A drawing of Fr John Sullivan, who was held in great affection by ordinary Dubliners

Desmond Gibney

The front page of the 'Irish Press' on April 6, 1970, was a busy mixture of domestic and foreign news: coverage of the funeral due to take place later that day of Garda Dick Fallon, murdered in the course of a bank raid in Dublin three days previously; intrigue in the Kremlin with rumours about the demise of Soviet premier Kosygin; and the ongoing Troubles in Northern Ireland. In the midst of that collection of stories was a 23-word piece headed "Relic stolen".

A visitor to my family's home in Santry might be forgiven for thinking that Fr John Sullivan must be the new curate in our parish, such was my mother's devotion to his cause and her frequent mentions of his name.

In fact, Fr Sullivan, who was born in 1861 to a wealthy and well-connected family (his father became Lord Chancellor of Ireland), was educated in Portora Royal School in Enniskillen and in Trinity College Dublin, and was raised in the Church of Ireland.

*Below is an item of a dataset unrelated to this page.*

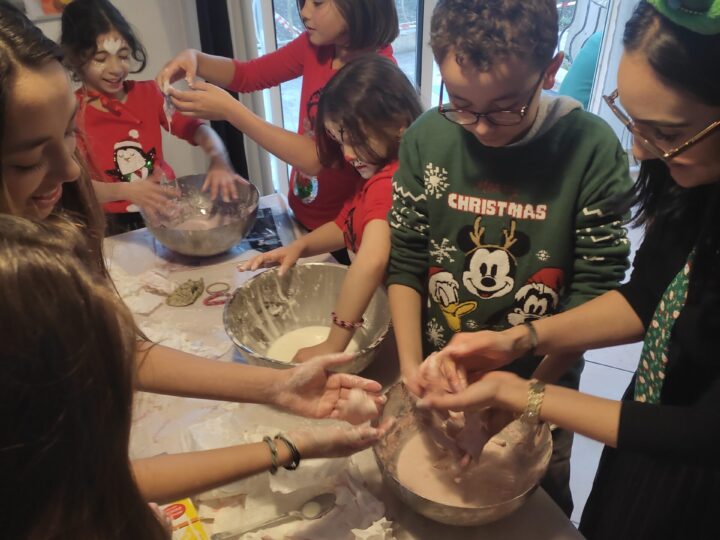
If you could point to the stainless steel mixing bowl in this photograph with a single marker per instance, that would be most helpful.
(229, 222)
(268, 306)
(407, 423)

He converted to Catholicism in 1896, was ordained as a Jesuit priest in 1907 and was renowned for his holiness and his devotion to the sick, until his death in 1933. He was buried in Clongowes Wood College, but was reinterred in a specially built tomb in St Francis Xavier Church, Gardiner Street, in 1960. It became the practice that his relic was borrowed and brought to sick and dying people.

We regularly attended Mass in Gardiner Street and any time some extra help was needed, my mother always called on Fr Sullivan's intercession. His relic, a crucifix, was frequently brought to our home whenever anyone was sick.

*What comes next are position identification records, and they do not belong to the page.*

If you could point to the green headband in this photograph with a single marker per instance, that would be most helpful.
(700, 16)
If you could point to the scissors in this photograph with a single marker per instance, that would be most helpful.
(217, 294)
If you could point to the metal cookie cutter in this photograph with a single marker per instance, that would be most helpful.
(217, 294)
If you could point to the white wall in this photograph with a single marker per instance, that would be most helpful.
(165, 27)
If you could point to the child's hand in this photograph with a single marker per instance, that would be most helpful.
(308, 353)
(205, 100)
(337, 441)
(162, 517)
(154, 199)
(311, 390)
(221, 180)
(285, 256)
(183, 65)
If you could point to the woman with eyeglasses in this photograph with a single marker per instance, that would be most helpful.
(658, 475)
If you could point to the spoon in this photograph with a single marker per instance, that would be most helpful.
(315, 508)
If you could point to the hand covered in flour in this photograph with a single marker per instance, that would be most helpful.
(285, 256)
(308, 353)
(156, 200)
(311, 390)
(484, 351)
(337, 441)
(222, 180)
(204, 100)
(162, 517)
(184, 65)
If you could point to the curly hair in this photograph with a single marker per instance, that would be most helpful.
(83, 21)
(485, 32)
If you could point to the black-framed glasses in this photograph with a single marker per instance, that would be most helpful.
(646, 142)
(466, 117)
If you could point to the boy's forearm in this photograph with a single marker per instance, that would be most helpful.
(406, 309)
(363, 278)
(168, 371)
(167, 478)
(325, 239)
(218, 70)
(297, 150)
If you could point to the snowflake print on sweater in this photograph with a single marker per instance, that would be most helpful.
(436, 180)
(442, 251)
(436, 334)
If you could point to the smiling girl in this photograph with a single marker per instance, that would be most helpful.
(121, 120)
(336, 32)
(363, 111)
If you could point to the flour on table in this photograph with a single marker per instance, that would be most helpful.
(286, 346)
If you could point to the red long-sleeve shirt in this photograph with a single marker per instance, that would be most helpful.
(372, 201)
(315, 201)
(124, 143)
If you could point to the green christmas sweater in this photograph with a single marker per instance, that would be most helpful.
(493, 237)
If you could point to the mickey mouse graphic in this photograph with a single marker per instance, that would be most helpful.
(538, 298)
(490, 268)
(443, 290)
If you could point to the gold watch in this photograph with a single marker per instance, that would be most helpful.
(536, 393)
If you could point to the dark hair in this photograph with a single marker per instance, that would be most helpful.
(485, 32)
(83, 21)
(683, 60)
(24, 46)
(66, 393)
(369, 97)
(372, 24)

I don't remember the first time I visited his shrine in Gardiner Street, but I am told that as an infant I was put sitting on his tomb.

The last time I saw his shrine opened was in February of this year, for the annual Mass for the cause of his beatification.

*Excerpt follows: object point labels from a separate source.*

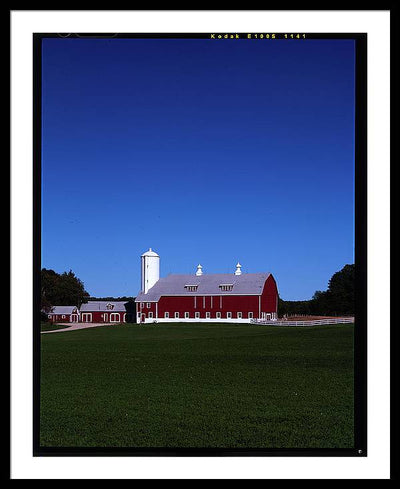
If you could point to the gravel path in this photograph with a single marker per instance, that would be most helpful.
(76, 326)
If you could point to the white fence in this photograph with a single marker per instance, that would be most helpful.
(316, 322)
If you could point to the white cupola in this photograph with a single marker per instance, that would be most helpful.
(150, 270)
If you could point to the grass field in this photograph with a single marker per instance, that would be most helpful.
(198, 385)
(52, 327)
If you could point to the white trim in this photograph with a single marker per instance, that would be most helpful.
(201, 320)
(89, 314)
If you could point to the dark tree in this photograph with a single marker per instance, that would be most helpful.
(64, 289)
(338, 300)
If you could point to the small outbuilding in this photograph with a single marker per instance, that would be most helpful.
(63, 314)
(103, 312)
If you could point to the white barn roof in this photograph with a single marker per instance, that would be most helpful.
(63, 310)
(210, 284)
(107, 306)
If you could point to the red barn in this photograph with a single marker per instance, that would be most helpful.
(232, 297)
(103, 312)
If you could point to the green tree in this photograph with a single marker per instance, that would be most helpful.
(64, 289)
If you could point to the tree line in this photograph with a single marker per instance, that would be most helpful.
(66, 289)
(337, 300)
(61, 289)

The next big occasion is tomorrow, when Cardinal Angelo Amato will beatify Fr Sullivan on behalf of Pope Francis. Beatifications of Irish people don't occur too frequently, and this may be the first time such a ceremony will have taken place in Ireland.

Getting back to the stolen relic. Contemporary newspaper accounts reported that detectives were "searching for a middle-aged man who was seen near the presbytery".

Such was the affection of ordinary Dubliners for Fr Sullivan that the story remained in the newspapers throughout the time that it was missing.

On April 11, 1970, the 'Irish Press' printed a letter to the editor from a Maura Tallon, from Dublin 12, who appealed "to the present holder who has thoughtlessly borrowed it 'unofficially', to send it back… he is in a sense hampering the beatification cause of this saintly Dublin priest".

And what was my mother's connection to this theft?

One day, a neighbour arrived in our house and declared that she knew who had stolen the relic.

This certainly caught my mother's attention, because like many others she had been following the developments (or lack of same) in the newspapers.

The neighbour said that the person who stole the relic must have been my mother, because nobody else could have been as familiar with the relic, such was the frequency with which my mother borrowed it. Happily the relic was eventually recovered eight months later, and the 'Irish Press' reported on December 10, 1970 (on the front page, naturally) that it was undamaged.